Japan's health ministry has accepted for review a new drug application (NDA) for GSK's Blenrep blood cancer treatment, marking the third major regulatory filing acceptance for the drug.

This follows marketing authorisation application acceptance by the European Medicines Agency in July and by the Medicines and Healthcare products Regulatory Agency in the UK earlier this month.

Japan's Ministry of Health, Labour and Welfare has also granted Blenrep orphan drug designation, which GSK said "reflects the high unmet medical need and ensures priority NDA review in multiple myeloma".

The regulatory submission was supported by results from the DREAMM-7 and DREAMM-8 phase III clinical trials, which evaluated Blenrep combined with BorDex or PomDex for the treatment of relapsed or refractory multiple myeloma, a type of bone marrow cancer.

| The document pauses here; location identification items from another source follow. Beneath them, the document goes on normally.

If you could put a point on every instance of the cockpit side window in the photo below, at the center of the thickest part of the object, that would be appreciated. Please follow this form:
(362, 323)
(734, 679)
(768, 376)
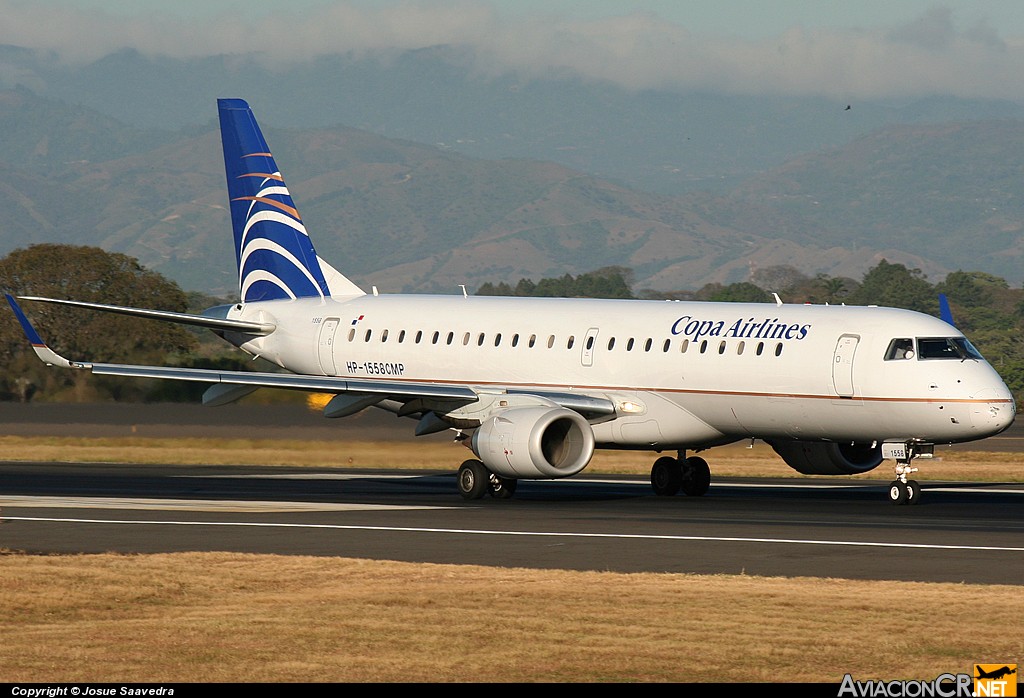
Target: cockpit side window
(899, 349)
(946, 347)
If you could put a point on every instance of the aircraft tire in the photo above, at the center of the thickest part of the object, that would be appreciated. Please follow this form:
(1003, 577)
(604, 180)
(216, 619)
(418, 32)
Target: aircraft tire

The number of patients diagnosed with multiple myeloma in Japan has increased continuously over the past five decades, with more than 7,200 new cases reported each year..

"We are committed to working with health authorities worldwide to advance Blenrep along regulatory pathways so we can bring these additional treatment options to patients as quickly as possible," said Hesham Abdullah, senior vice president and global head of oncology at GSK's R&D division.

On Friday, China's health authority granted Blenrep with a so-called 'Breakthrough Therapy Designation', which is designed to speed up development of investigational drugs.